品質検査の課題となるのが、寄託者自身の持っている遺伝子材料の情報が必ずしも正確ではなく、実際のサンプルが期待されるものと一致しないことです。これを解決するためには、遺伝子材料の正確な全長DNA配列を寄託者と共有し、その情報を公開することで、利用者が判断し易い環境を整備することが重要です。そこで、実際の遺伝子材料の全長DNA配列を取得することができる方法を構築するために、現在高速シークエンサー(※1)を用いた遺伝子材料検査法の開発に取り組んでいます。
遺伝子材料のさらなる品質向上のために
2021年のBRC入所は、それまで大学の助教という立場で研究をしていた私にとって新たなチャレンジでした。私の専門はもともと遺伝学と分子生物学で、染色体を中心に研究してきました。本当に基礎中の基礎という感じです。遺伝子リソースというのはたくさん作るけれども、誰かに使ってもらうことは想定していませんでした。

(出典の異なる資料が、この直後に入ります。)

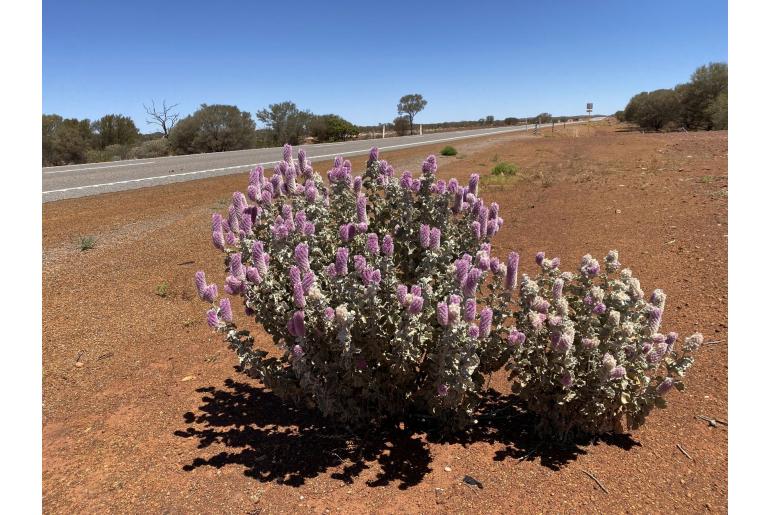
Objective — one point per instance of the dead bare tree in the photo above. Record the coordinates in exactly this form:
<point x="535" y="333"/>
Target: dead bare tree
<point x="163" y="117"/>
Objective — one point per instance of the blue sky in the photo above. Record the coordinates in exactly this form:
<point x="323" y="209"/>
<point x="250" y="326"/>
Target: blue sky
<point x="356" y="59"/>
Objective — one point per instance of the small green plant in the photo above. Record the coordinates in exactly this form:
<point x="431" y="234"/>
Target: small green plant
<point x="86" y="243"/>
<point x="162" y="290"/>
<point x="505" y="168"/>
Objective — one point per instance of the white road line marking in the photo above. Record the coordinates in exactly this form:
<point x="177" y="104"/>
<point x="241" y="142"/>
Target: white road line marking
<point x="414" y="144"/>
<point x="100" y="167"/>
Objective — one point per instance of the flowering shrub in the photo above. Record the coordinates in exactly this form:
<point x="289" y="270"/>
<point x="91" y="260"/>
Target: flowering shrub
<point x="594" y="354"/>
<point x="379" y="291"/>
<point x="382" y="296"/>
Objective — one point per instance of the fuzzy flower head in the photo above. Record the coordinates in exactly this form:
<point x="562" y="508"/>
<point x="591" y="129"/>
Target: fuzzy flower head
<point x="589" y="267"/>
<point x="693" y="342"/>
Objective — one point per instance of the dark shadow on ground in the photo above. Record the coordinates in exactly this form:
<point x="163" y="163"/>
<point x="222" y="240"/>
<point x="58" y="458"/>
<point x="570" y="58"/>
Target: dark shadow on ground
<point x="276" y="441"/>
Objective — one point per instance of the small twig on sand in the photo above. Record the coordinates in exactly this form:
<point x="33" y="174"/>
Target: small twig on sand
<point x="596" y="481"/>
<point x="684" y="452"/>
<point x="530" y="453"/>
<point x="712" y="421"/>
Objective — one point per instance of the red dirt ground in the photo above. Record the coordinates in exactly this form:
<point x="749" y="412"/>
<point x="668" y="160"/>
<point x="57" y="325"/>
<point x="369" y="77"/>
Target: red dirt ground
<point x="143" y="411"/>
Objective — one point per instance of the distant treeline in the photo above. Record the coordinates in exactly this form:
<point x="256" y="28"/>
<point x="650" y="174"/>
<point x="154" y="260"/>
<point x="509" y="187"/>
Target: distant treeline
<point x="212" y="128"/>
<point x="700" y="104"/>
<point x="217" y="128"/>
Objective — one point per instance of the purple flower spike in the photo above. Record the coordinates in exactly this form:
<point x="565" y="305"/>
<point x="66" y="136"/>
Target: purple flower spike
<point x="516" y="337"/>
<point x="424" y="236"/>
<point x="485" y="322"/>
<point x="302" y="256"/>
<point x="435" y="238"/>
<point x="442" y="314"/>
<point x="471" y="282"/>
<point x="458" y="203"/>
<point x="295" y="276"/>
<point x="200" y="282"/>
<point x="483" y="219"/>
<point x="308" y="280"/>
<point x="665" y="386"/>
<point x="473" y="184"/>
<point x="287" y="151"/>
<point x="476" y="230"/>
<point x="252" y="274"/>
<point x="341" y="261"/>
<point x="298" y="322"/>
<point x="225" y="310"/>
<point x="387" y="245"/>
<point x="216" y="222"/>
<point x="429" y="166"/>
<point x="416" y="306"/>
<point x="671" y="340"/>
<point x="401" y="292"/>
<point x="558" y="288"/>
<point x="469" y="313"/>
<point x="236" y="266"/>
<point x="372" y="244"/>
<point x="511" y="271"/>
<point x="212" y="318"/>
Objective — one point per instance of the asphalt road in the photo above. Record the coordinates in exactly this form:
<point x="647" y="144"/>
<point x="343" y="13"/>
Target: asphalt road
<point x="63" y="182"/>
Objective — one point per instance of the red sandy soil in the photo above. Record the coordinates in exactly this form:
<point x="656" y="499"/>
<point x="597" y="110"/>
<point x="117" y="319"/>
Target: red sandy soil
<point x="144" y="412"/>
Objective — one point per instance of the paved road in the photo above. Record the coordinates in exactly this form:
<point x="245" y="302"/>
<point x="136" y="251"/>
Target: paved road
<point x="63" y="182"/>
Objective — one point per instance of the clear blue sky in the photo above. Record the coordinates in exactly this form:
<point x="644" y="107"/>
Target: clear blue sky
<point x="468" y="59"/>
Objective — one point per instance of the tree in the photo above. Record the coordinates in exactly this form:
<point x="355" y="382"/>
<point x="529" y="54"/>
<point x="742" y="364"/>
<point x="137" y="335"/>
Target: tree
<point x="213" y="128"/>
<point x="115" y="129"/>
<point x="65" y="141"/>
<point x="410" y="105"/>
<point x="717" y="111"/>
<point x="330" y="127"/>
<point x="286" y="122"/>
<point x="654" y="110"/>
<point x="163" y="117"/>
<point x="706" y="84"/>
<point x="401" y="125"/>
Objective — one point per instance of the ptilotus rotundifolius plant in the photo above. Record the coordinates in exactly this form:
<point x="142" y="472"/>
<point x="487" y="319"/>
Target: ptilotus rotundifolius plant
<point x="593" y="358"/>
<point x="383" y="298"/>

作ったとしてもそれはあくまでも自分の研究のため、自分の知りたい、誰も今まで見ていない生命現象を解析するためです。
DNAバンクという事業があるのは知っていましたが、ユーザー側という意識だったので、事業の運営側に立つことは全く考えていませんでした。自分の作ったものの管理はしていても、一般に作られているものの管理状態や品質などについては深く考えたこともなかったのです。

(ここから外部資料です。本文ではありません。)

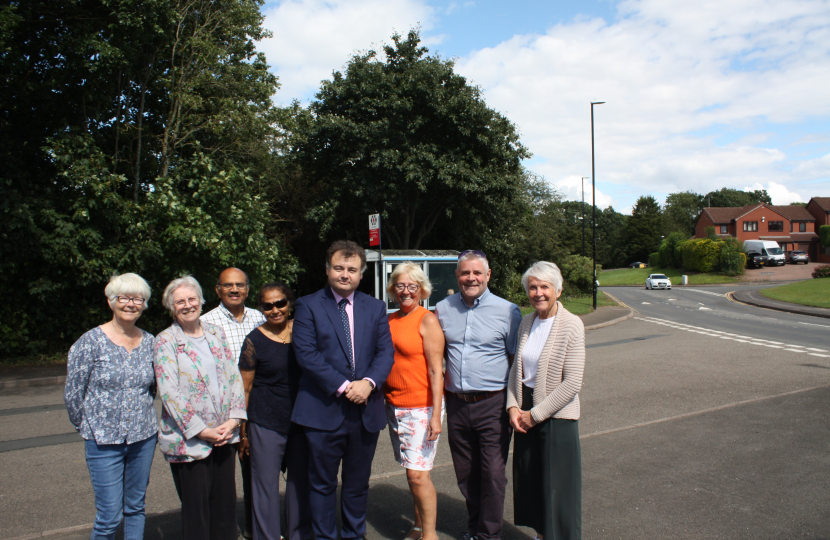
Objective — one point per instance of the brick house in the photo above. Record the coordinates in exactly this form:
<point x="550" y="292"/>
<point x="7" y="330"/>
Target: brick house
<point x="793" y="227"/>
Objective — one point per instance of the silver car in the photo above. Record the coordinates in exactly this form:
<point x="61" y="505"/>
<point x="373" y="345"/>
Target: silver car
<point x="796" y="257"/>
<point x="658" y="281"/>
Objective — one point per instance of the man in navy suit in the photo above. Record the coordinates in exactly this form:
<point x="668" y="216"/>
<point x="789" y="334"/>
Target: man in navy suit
<point x="342" y="340"/>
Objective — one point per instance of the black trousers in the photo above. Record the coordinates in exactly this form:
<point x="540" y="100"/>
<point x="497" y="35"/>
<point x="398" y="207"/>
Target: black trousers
<point x="207" y="489"/>
<point x="479" y="436"/>
<point x="547" y="477"/>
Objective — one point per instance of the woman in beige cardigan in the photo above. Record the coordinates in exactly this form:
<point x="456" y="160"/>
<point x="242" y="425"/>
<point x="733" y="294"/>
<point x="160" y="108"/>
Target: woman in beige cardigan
<point x="543" y="404"/>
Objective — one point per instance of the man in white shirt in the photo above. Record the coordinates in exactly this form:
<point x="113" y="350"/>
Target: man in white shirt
<point x="237" y="321"/>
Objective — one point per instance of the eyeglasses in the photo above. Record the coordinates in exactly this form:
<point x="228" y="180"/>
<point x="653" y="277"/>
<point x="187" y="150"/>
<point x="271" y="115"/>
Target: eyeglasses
<point x="229" y="286"/>
<point x="193" y="301"/>
<point x="268" y="306"/>
<point x="127" y="299"/>
<point x="412" y="287"/>
<point x="474" y="252"/>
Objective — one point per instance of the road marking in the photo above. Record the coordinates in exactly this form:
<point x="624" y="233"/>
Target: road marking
<point x="705" y="292"/>
<point x="735" y="337"/>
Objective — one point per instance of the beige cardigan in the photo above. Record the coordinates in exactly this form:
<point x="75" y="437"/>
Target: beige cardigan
<point x="559" y="373"/>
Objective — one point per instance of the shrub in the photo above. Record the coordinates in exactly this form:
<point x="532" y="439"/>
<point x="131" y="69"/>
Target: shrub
<point x="822" y="271"/>
<point x="732" y="257"/>
<point x="654" y="261"/>
<point x="824" y="235"/>
<point x="701" y="254"/>
<point x="578" y="272"/>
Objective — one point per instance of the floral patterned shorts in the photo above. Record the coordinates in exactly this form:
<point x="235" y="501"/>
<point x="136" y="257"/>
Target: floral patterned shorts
<point x="408" y="430"/>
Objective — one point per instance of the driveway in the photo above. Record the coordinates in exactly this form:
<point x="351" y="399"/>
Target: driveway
<point x="788" y="272"/>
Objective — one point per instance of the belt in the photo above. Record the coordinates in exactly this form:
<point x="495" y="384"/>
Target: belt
<point x="473" y="397"/>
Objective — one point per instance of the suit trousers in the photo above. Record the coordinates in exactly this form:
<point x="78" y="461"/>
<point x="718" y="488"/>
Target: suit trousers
<point x="271" y="450"/>
<point x="355" y="446"/>
<point x="479" y="436"/>
<point x="547" y="477"/>
<point x="207" y="489"/>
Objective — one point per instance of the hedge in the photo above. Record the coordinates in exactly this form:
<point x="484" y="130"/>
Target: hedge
<point x="824" y="235"/>
<point x="701" y="254"/>
<point x="654" y="261"/>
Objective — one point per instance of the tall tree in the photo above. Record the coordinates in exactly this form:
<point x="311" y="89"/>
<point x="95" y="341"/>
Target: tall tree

これまで研究においては、自分以外の人が作ったものを使うことに抵抗がありました。というのも、個人間で提供を受けた場合、要件を満たしておらず自分で作り直したりするケースも少なくなかったからです。正直、リソース事業については実際に関わるまで知識がほとんどない状態でした。
事業に従事するようになって、いろいろな研究者の方から寄託されたものを実際に検査していくなかで、さまざまな管理方法や作り方があることを知りました。寄託者からの情報が正しいかどうかを判定するための検査を行うと間違っているケースも多く、修正して正しい情報を世の中に出さなければならないと気が引き締まる思いでした。第三者の手で品質管理や情報共有をしていくということは、実に重要なことだとリソース事業の価値に改めて気づかされました。

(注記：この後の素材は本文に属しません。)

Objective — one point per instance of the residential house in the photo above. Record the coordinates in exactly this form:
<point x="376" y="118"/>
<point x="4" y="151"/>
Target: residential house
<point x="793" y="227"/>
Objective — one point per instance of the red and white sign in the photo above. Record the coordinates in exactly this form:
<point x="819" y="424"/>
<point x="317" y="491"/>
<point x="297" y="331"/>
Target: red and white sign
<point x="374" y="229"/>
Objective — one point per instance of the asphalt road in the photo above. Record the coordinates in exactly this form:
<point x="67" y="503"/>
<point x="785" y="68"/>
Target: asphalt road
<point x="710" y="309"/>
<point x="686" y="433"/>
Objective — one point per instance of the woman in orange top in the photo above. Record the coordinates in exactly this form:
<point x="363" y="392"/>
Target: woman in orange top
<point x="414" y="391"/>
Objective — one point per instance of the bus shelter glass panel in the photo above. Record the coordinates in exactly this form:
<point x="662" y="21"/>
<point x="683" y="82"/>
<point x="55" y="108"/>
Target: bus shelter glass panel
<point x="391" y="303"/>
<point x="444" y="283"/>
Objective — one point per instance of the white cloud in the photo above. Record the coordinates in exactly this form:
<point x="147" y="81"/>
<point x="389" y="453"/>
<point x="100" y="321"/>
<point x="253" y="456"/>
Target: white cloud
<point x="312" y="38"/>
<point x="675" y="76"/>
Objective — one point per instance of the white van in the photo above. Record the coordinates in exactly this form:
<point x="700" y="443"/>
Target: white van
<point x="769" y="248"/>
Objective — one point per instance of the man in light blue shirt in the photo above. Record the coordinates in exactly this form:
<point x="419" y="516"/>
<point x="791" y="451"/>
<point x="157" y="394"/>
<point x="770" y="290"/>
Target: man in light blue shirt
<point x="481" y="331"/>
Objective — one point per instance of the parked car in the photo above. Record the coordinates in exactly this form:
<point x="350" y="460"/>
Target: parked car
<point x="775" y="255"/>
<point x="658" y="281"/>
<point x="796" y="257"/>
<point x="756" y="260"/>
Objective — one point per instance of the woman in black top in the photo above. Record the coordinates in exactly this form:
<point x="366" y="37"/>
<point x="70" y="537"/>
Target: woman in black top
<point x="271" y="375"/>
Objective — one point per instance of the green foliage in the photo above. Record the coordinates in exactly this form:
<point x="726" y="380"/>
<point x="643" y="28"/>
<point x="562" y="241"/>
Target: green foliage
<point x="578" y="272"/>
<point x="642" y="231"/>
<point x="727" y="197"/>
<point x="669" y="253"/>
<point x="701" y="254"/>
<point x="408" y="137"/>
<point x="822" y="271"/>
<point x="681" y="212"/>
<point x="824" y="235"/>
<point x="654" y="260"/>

開発を進めている高速シークエンサーを用いた遺伝子材料検査法は、異なるタイプのシークエンサーのデータを組み合わせて解析することで、各シークエンサーが解析不得意なDNA配列も正確に決定できる方法です。遺伝子材料を作った寄託者による配列確認が難しい配列でも決定することができるようになると期待しています。研究者が苦労して作った遺伝子材料を確認するために寄託したくなるような技術として、リソース事業を介した研究者の繋がりを広げるきっかけとなればと開発に取り組んでいます。
今後取り組んでいきたいのは、開発した品質検査法を低コスト・低ストレスで運用できるようにすること。研究経験のない研究補助員でも修得可能な研究技術の開発と、研究補助員の教育にも積極的に取り組んでいきたいと考えています。
- ※1 生物の遺伝情報である糸状のDNAを切ってできた大量のDNA断片を一度に解析し、DNAの塩基配列情報を自動的に読み取る装置。